Are all requests processed ?
Since mid-1997, the Research Office will accept only those requests relating to assets for which bank-customer contact ceased after 1945. This change resulted in a massive decrease in requests since July 1997. From that time, the number of new requests that fall within the jurisdiction of the Research Office has stabilised to an average level of around 40 per month.
By the end of 1998, 269 questionnaires had been transmitted directly to ATAG Ernst & Young upon reception and 43 questionnaires were still not completed. 89 questionnaires did not result in bank inquiries and of these, 22 concerned cases where the claimant ceased contact after having been sent a request for complementary information. The 67 remaining cases did not proceed to a bank investigation for other reasons (inadmissibility, abuses, less than 10 years since the last contact, etc.).

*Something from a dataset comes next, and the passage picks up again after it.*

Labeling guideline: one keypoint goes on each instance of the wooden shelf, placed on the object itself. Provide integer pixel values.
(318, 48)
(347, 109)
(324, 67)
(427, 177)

The Research Office deemed 2927 questionnaires admissible for claims to proceed, of which 1878 were for pre-1945 cases and 1049 for post-1945 cases. As of 3 December 1998, 4143 names and information relative to presumed clients were submitted to the banks, representing a total of 16 lists sent out since 3 June 1996. This figure comprises 2881 individuals who died before the end of the war and 1262 presumed customers who had some contact with their bank after the end of World War Two.
The banks discovered 64 cases where the name being investigated proved to have an existing business relation still with the bank (19 of which were for pre-1945 cases and 45 for post-1945 cases). The average success rate (the ratio of positively corresponding names per accepted questionnaire) therefore comes to 2.2% (or 1% of questionnaires relative to the pre-1945 period and 4.3% for the post-1945 period). Requests for post-1945 assets are generally better documented, with more chances of success as a result.
The low percentage of successful cases is linked to the fact that few of them present tangible evidence. It is not rare to find the following justification for the claim : “My family was rich, therefore we must have had money in Switzerland.” Many claimants discontinued their search after receiving the questionnaire.
If deemed admissible, the claimant may provide several names under which he thinks the account may have been opened. Additionally, in order to help find persons who may have changed their names along with their country of residence, the Research Office has set in place a procedure for discovering possible analogies between similarly written or sounding names.